Ces deux facteurs combinés risquent de ne laisser à la collectivité aucun autre choix possible que la SNCM pour assurer le service public délégué, sauf à ne pas couvrir la totalité de ce service.
Dans ce contexte, la signature d’un contrat de délégation de service public risque de créer un préjudice immédiat pour les intérêts des consommateurs ainsi que pour l’économie du secteur
L’actuel contrat de délégation de service public de continuité territoriale arrive à échéance le 31 décembre 2006 et la signature du contrat de renouvellement est imminente.

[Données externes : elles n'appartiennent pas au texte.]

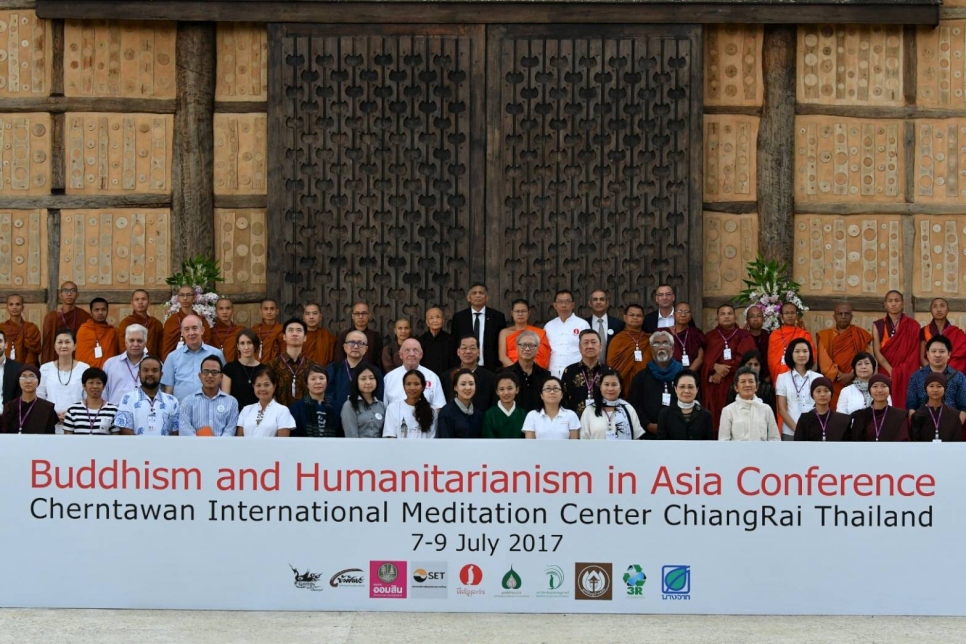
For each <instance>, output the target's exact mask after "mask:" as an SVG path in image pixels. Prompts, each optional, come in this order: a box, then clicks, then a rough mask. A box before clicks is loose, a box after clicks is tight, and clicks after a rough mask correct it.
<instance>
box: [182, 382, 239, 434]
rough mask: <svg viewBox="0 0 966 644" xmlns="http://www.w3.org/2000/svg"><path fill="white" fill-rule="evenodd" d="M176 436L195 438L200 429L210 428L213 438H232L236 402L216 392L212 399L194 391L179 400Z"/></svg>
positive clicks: (224, 394)
mask: <svg viewBox="0 0 966 644" xmlns="http://www.w3.org/2000/svg"><path fill="white" fill-rule="evenodd" d="M179 415H180V419H179V420H178V434H180V435H181V436H195V435H197V432H198V430H199V429H201V428H202V427H210V428H211V433H212V434H214V435H215V436H234V435H235V428H236V427H238V401H237V400H235V399H234V398H233V397H231V396H229V395H228V394H226V393H225V392H224V391H221V390H220V389H219V390H218V393H217V394H215V397H214V398H209V397H208V396H206V395H205V392H203V391H196V392H195V393H193V394H189V395H188V396H185V397H184V398H183V399H182V400H181V410H180V412H179Z"/></svg>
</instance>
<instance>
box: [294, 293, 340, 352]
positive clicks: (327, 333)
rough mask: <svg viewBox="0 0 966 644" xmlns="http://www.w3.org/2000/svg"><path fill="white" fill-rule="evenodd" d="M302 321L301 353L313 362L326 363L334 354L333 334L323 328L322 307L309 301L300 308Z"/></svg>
mask: <svg viewBox="0 0 966 644" xmlns="http://www.w3.org/2000/svg"><path fill="white" fill-rule="evenodd" d="M302 321H303V322H305V327H306V329H307V330H306V332H305V344H303V345H302V355H304V356H305V357H306V359H308V360H311V361H312V362H314V363H315V364H319V365H323V366H324V365H327V364H329V363H330V362H332V357H333V356H334V355H335V336H334V335H332V333H331V332H330V331H329V330H328V329H325V328H323V327H322V326H320V325H321V323H322V307H321V306H319V305H318V304H316V303H315V302H310V303H309V304H306V305H305V308H304V309H302Z"/></svg>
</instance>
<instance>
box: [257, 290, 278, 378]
mask: <svg viewBox="0 0 966 644" xmlns="http://www.w3.org/2000/svg"><path fill="white" fill-rule="evenodd" d="M259 313H260V314H261V316H262V321H261V322H259V323H258V324H256V325H255V326H254V327H253V328H252V330H253V331H255V333H256V334H257V335H258V339H259V341H260V342H261V344H260V345H259V347H258V355H256V356H255V358H256V359H257V360H258V361H259V362H261V363H262V364H268V362H269V360H271V359H272V358H274V357H275V356H277V355H278V354H279V351H281V342H282V340H281V336H282V325H281V324H280V323H279V321H278V302H276V301H275V300H273V299H264V300H262V304H261V306H260V307H259Z"/></svg>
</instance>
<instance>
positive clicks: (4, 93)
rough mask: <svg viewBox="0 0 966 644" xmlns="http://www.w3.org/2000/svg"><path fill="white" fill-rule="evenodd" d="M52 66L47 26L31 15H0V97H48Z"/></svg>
mask: <svg viewBox="0 0 966 644" xmlns="http://www.w3.org/2000/svg"><path fill="white" fill-rule="evenodd" d="M52 64H53V43H52V39H51V30H50V22H49V21H47V20H40V19H39V18H37V14H36V13H35V12H33V11H27V10H18V11H0V97H4V96H8V97H13V96H24V97H25V96H47V95H49V94H50V75H51V68H52Z"/></svg>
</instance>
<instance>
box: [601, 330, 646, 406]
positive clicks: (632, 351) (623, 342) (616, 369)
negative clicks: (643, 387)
mask: <svg viewBox="0 0 966 644" xmlns="http://www.w3.org/2000/svg"><path fill="white" fill-rule="evenodd" d="M638 350H639V351H640V352H641V359H640V360H635V357H634V352H635V351H638ZM650 361H651V334H650V333H644V332H643V331H639V332H637V333H634V332H633V331H628V330H627V329H624V330H623V331H620V332H618V333H615V334H614V335H613V336H611V339H610V340H609V341H608V342H607V366H608V367H610V368H611V369H613V370H614V371H616V372H617V373H619V374H620V375H621V382H622V383H624V389H623V391H621V397H622V398H625V399H627V398H628V397H629V395H630V391H631V383H632V382H633V381H634V376H636V375H637V374H638V373H640V372H641V371H643V370H644V368H645V367H646V366H647V363H648V362H650Z"/></svg>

Le fait d’attribuer pour six ans une délégation de service public à l’issue d’une mise en concurrence faussée qui ne permettrait pas de garantir à la collectivité délégante et, à travers elle, aux contribuables corses, payeurs en dernier ressort de la subvention, un choix économique éclairé, constitue une atteinte grave et immédiate, du fait du caractère difficilement réversible du contrat de délégation qui pourrait être signé et qui ferait obstacle à l’effet utile de l’ouverture de cette délégation à la concurrence.

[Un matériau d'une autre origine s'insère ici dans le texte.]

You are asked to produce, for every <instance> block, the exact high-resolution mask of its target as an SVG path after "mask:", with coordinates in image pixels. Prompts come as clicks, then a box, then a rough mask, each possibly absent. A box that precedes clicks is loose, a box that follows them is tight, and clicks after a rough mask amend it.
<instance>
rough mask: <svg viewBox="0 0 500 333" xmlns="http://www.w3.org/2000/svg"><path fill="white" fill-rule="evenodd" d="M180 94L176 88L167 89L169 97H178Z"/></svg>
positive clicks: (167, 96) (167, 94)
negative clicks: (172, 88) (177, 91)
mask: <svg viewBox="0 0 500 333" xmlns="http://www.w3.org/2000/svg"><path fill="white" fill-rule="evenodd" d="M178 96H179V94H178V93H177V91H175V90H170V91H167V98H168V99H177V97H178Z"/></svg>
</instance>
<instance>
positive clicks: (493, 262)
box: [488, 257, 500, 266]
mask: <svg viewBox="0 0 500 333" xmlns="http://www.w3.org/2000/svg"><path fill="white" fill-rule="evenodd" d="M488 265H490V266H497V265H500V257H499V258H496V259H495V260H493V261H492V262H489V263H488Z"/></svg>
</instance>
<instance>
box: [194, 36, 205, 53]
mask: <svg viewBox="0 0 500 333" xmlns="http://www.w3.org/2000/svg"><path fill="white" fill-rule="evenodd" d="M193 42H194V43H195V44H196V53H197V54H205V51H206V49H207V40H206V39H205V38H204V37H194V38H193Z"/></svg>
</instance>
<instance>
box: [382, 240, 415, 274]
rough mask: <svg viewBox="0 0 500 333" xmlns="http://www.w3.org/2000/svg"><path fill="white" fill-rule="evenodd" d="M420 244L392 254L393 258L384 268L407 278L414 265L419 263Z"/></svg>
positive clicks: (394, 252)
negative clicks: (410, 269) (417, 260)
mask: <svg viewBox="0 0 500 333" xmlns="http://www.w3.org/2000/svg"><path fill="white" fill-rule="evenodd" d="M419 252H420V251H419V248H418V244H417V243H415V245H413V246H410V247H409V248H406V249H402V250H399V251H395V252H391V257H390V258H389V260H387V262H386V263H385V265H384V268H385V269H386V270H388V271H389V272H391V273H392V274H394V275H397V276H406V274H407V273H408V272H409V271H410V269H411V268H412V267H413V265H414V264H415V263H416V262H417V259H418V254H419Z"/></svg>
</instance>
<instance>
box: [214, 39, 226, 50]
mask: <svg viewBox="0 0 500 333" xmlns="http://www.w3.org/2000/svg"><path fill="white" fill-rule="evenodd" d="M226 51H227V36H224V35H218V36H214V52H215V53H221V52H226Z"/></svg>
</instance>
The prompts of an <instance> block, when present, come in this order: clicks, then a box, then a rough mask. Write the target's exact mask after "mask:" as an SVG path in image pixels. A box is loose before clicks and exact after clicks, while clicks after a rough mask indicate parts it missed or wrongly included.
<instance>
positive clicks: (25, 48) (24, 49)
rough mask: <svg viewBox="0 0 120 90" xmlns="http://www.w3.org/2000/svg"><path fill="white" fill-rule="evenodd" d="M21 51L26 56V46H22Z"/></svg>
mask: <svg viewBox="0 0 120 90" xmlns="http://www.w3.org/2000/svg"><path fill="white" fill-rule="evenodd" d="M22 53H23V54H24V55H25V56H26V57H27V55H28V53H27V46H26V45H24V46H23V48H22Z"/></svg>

C’est pourquoi, afin de garantir les conditions d’une mise en concurrence effective dans les délais impartis par le calendrier de l’appel d’offres en cours, le Conseil de la concurrence a prononcé des mesures d’urgence à l’encontre de la SNCM
Le Conseil de la concurrence a enjoint à la SNCM :
- « dans les quarante-huit heures suivant la notification de la décision :
- en premier lieu, d’indiquer à l’office des transports de Corse le montant ferme de la subvention sur lequel elle s’engage ligne par ligne dans l’offre qu’elle a déposée ;
- en deuxième lieu, de faire droit, dans les mêmes quarante-huit heures, à toute demande de l’office permettant à ce dernier d’évaluer le montant demandé, de manière ferme, pour les offres groupées qu’il souhaiterait étudier
- en troisième lieu, de préciser explicitement à l’office qu’elle ne s’oppose ni à un examen par ce dernier, dans des conditions assurant le respect effectif de l’égalité de traitement entre les différentes candidatures, de son offre ligne par ligne ou regroupée, selon les critères auxquels entend recourir l’office, ni - au terme de cet examen - à la possibilité d’une attribution partielle de la délégation ».
- « de s’abstenir de signer tout projet de contrat qui lui serait proposé pour une nouvelle délégation de service public relative à la desserte maritime de la Corse à partir de Marseille tant qu’elle n’aura pas justifié, par une lettre adressée au bureau de la procédure du Conseil de la concurrence, avoir exécuté l’injonction prononcée […]ci dessus ».